Thus, in 'MLM' rackets, the innocent looking products/sevices' function has been to hide what is really occurring - i.e The operation of an unlawful, intrinsically fraudulent, rigged-market where effectively no non-salaried (transient) participant can generate an overall net-profit, because, unknown to the non-salaried (transient) participants, the market is in a permanent state of collapse and requires its non-salaried (transient) participants to keep finding further (temporary) de facto slaves to sustain the enticing illusion of stability and viability.

Meanwhile an insignificant (permanent) minority direct the 'Long Con' - raking in vast profits by selling into the rigged-market and by controlling/withholding all key-information concerning the rigged-market's actual catastrophic, ever-shifting results from its never-ending chain of (temporary) de facto slaves.

Although cure-all pills potions and vitamin/dietary supplements, household and beauty, products have been most-prevalent, it is possible to use any product, and/or service, to dissimulate a rigged-market swindle. There are even some 'MLM' rackets that have been hidden behind well-known traditional brands (albeit offered at fixed high prices). Some 'MLM' rackets have included 'cash-back/discount shopping cards, travel products, insurance, energy/communications services' and 'crypto-currencies' in their controlling scenarios.

No matter what bedazzling product/service has been dangled as bait, in 'MLM' rackets, there has been no significant or sustainable source of revenue other than never-ending chains of contractees of the 'MLM' front companies. These front-companies always pretend that their products/services are high quality and reasonably-priced and that for anyone prepared to put in some effort, the products/services can be sold on for a profit via expanding networks of distributors based on value and demand. In reality, the underlying reason why it has mainly only been (transient) 'MLM' contractees who have bought the various products /services (and not the general public) is because they have been tricked into unconsciously playing along with the controlling scenario which constantly says that via regular self-consumption and the recruitment of others to do the same, etc. ad infinitum, anyone can receive a future (unlimited) reward.

I've been examining the 'MLM' phenomenon for around 20 years. During this time, I've yet to find one so-called 'MLM' company that has voluntarily made key-information available to the public concerning the quantifiable results of its so-called 'income opportunity'.

Part of the key-information that all 'MLM' bosses seek to hide concerns the overall number of persons who have signed contracts since the front companies were instigated and the retention rates of these contractees. 
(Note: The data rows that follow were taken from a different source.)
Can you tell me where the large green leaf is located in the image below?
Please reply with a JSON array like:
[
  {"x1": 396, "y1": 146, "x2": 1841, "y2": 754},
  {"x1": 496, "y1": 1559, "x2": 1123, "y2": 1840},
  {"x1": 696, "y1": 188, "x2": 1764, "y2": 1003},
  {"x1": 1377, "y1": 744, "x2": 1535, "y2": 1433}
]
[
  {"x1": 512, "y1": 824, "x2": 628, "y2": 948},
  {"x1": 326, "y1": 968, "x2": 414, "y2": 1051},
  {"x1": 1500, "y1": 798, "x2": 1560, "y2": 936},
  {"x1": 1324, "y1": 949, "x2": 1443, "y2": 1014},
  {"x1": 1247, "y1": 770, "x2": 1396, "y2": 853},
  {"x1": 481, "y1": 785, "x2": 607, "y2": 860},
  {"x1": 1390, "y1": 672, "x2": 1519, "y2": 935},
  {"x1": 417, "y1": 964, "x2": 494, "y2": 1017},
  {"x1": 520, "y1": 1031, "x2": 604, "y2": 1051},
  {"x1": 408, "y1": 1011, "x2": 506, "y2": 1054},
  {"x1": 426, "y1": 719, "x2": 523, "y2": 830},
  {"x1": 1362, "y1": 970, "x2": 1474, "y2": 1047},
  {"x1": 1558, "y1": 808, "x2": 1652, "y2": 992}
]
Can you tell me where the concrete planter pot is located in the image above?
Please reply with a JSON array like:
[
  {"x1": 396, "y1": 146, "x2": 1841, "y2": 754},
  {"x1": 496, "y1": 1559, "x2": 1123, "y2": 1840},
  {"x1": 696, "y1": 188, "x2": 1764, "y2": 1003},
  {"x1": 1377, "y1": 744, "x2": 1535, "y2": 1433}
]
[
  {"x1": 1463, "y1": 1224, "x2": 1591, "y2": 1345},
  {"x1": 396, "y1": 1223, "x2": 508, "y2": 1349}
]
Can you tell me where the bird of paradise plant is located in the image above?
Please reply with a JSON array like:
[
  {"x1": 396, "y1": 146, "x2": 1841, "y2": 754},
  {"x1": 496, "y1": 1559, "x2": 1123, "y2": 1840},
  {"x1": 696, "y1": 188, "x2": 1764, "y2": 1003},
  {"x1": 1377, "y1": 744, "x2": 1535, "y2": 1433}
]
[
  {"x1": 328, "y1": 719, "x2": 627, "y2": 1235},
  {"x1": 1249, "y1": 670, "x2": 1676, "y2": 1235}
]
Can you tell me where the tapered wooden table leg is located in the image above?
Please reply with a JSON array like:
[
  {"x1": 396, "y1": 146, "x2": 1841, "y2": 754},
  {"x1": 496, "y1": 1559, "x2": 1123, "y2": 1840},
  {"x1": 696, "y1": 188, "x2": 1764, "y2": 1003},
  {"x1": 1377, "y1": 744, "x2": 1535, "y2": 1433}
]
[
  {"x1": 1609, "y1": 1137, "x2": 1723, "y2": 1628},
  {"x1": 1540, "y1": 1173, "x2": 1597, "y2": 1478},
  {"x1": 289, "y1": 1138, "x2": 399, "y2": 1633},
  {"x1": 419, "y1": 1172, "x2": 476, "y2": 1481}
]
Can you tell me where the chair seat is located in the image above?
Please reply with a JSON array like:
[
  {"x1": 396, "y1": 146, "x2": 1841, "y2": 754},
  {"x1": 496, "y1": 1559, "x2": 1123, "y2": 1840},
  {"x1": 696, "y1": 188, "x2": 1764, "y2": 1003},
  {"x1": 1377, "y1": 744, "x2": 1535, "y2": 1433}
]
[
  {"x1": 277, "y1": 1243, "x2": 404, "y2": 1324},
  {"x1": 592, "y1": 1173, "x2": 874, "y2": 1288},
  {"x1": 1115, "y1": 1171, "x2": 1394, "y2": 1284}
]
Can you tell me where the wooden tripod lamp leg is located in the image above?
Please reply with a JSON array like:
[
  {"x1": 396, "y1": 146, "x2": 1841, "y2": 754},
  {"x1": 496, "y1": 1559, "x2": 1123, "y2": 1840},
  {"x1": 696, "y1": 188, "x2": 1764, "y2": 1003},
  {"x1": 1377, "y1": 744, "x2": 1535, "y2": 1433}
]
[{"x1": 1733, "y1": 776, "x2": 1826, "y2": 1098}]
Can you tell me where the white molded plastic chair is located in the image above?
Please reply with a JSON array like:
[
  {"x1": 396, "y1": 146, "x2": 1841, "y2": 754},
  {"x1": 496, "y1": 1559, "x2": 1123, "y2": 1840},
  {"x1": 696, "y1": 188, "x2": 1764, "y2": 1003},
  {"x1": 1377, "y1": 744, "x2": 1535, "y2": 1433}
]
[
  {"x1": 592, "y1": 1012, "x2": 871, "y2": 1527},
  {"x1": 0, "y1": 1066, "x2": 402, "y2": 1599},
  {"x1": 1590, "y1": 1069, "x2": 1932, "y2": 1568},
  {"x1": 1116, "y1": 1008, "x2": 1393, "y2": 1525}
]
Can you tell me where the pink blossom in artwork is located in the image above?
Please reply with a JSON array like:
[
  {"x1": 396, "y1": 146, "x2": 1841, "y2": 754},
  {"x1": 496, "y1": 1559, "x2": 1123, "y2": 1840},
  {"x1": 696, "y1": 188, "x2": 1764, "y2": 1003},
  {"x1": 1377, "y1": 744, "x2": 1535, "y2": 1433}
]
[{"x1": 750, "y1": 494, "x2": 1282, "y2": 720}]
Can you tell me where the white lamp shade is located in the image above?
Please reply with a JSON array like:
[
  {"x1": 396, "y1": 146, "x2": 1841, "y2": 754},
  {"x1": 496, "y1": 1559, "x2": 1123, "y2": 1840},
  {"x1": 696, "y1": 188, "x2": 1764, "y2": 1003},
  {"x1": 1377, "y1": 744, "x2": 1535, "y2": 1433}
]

When rigorously investigated, the overall hidden net-loss churn rates for so-called 'MLM income opportunites' has turned out to have been effectively 100%. Thus, anyone claiming (or implying) that it is possible for anyone to make a penny of net-profit, let alone a living, in an 'MLM,' cannot be telling the truth and will not provide quantifiable evidence to back up his/her anecdotal claims.



Although a significant number of 'MLM' front-companies (like 'Vemma', 'Fortune Hi-Tech Marketing', 'Wake Up Now') have been shut-down by commercial regulators, some of the biggest 'MLM' rackets (like 'Amway' ,'Herbalife', Forever Living Products' ) have continued to hide in plain sight whilst secretly churning tens of millions of losing participants over décades.




The quantifiable results of the self-perpetuating global 'Long Con' known as 'Multi Level Marketing,' have been fiendishly hidden by convincing victims that they are 'Independent Business Owners' and that any losses they incurred, must have been entirely their own fault. 




Blog readers should observe how (in the above linked-videos) chronic victims of 'MLM' cults are incapable of describing what they were subjected to in accurate terms. Even though they are no longer physically playing along with the 'Long Con's' controlling-scenario, they unconsciously continue to think, and speak, using the jargon-laced 'MLM' script - illogically describing themselves as 'Distributors.' 

Chronic victims of blame-the-victim cultic rackets who have managed to escape and confront the ego-destroying reality that they’ve been systematically deceived and exploited, are invariably destitute and dissociated from all their previous social contacts. For years afterwards, recovering cult victims can suffer from psychological problems (which are also generally indicative of the victims of abuse):

depression; overwhelming feelings (guilt, grief, shame, fear, anger, embarrassment, etc.); dependency/ inability to make decisions; retarded psychological/ intellectual development; suicidal thoughts; panic/ anxiety attacks; extreme identity confusion; Post-Traumatic Stress Disorder; insomnia/ nightmares; eating disorders; psychosomatic illness, fear of forming intimate relationships; inability to trust; etc.